Wednesday, September 27, 2006

The Smell

The chemo has taken hold of Art. He slept for the better part of the day. He went to Cedar Sinai for fluid and anti emetics (no vomiting drugs). He slept when he got there, slept for the 4 1/2 hours he was there. He came home and slept. Got up and ate and then went back to sleep. As I write now, he is sleeping. I wonder how long he will sleep. Will it end tomorrow or the next? Without his hair, which we completely shaved the other night, and his weight loss, he looks like...a cancer patient. That’s what he is for now, so how appropriate for him to look the part. But there's the smell. His body omits an order that is combination him and chemicals. It's neither pleasant nor unpleasant, but it is delusional. He sounds like and looks like, kind of, my husband. But he smells entirely different. The smell hinders my ability to connect with him. When you comfort a child that is not yours, the way they smell when you hold them, the way their bodies feel so foreign next to yours, you just know the child does not belong to you. He smells like he doesn’t belong to me.


We got home from Cedar Sinai last night, where he was administered five different chemo as well as had a bone marrow biopsy and a spinal tap. After we got home, I found him in the kitchen, standing over food he had taken from the refrigerator. Just standing over it, his brain unable to make a decision about what even to open. As I approached him, he turned to look at me and with this simple phrase "I can't seem to figure out what to eat," the baton was passed. It was quick and effortless for both of us.

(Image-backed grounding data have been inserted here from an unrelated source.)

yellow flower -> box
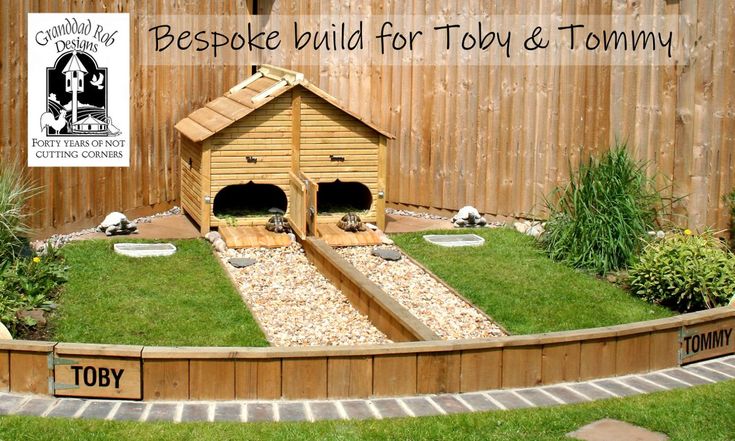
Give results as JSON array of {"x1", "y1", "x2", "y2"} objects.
[
  {"x1": 684, "y1": 229, "x2": 692, "y2": 236},
  {"x1": 32, "y1": 257, "x2": 41, "y2": 263}
]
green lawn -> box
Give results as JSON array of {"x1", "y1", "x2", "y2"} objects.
[
  {"x1": 52, "y1": 239, "x2": 267, "y2": 347},
  {"x1": 0, "y1": 380, "x2": 732, "y2": 440},
  {"x1": 393, "y1": 229, "x2": 674, "y2": 334}
]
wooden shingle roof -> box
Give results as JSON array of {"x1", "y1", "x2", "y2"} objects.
[{"x1": 175, "y1": 65, "x2": 394, "y2": 142}]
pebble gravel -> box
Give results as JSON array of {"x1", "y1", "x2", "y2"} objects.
[
  {"x1": 220, "y1": 244, "x2": 391, "y2": 347},
  {"x1": 336, "y1": 246, "x2": 506, "y2": 340}
]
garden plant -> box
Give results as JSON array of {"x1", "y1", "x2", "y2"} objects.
[
  {"x1": 541, "y1": 145, "x2": 661, "y2": 275},
  {"x1": 629, "y1": 230, "x2": 735, "y2": 312}
]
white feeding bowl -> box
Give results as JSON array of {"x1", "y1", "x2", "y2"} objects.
[
  {"x1": 113, "y1": 243, "x2": 177, "y2": 257},
  {"x1": 422, "y1": 234, "x2": 485, "y2": 247}
]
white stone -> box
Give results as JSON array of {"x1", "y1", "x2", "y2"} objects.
[
  {"x1": 380, "y1": 235, "x2": 394, "y2": 245},
  {"x1": 205, "y1": 231, "x2": 222, "y2": 243},
  {"x1": 0, "y1": 321, "x2": 12, "y2": 340},
  {"x1": 527, "y1": 223, "x2": 545, "y2": 238},
  {"x1": 514, "y1": 221, "x2": 529, "y2": 234},
  {"x1": 365, "y1": 223, "x2": 379, "y2": 231},
  {"x1": 213, "y1": 238, "x2": 228, "y2": 252},
  {"x1": 98, "y1": 212, "x2": 127, "y2": 229}
]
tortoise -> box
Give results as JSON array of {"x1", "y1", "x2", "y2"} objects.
[
  {"x1": 337, "y1": 212, "x2": 367, "y2": 232},
  {"x1": 265, "y1": 213, "x2": 291, "y2": 234}
]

We know what to do.

I did three things for myself today. All of them made me cry. I met with a spiritual counselor, and I cried for an hour, opening up and letting Spirit in. I met with a friend for lunch and cried after he left, mad at myself for closing down. I had an incredible moving massage by a man whose hands released so much of this tribulation that I cried during most of that, too. In the spa, I cried in the whirlpool, in the quiet room and in the steam room. I cried while I got dressed. I cried when I stopped at Jo Ann Fabrics to get elastic. I cried while I sang in the car. I was sure that once I blew through that self-protecting wall I would not be able to stop crying. I don't care if I cry forever. Today was the closest I've felt to whole.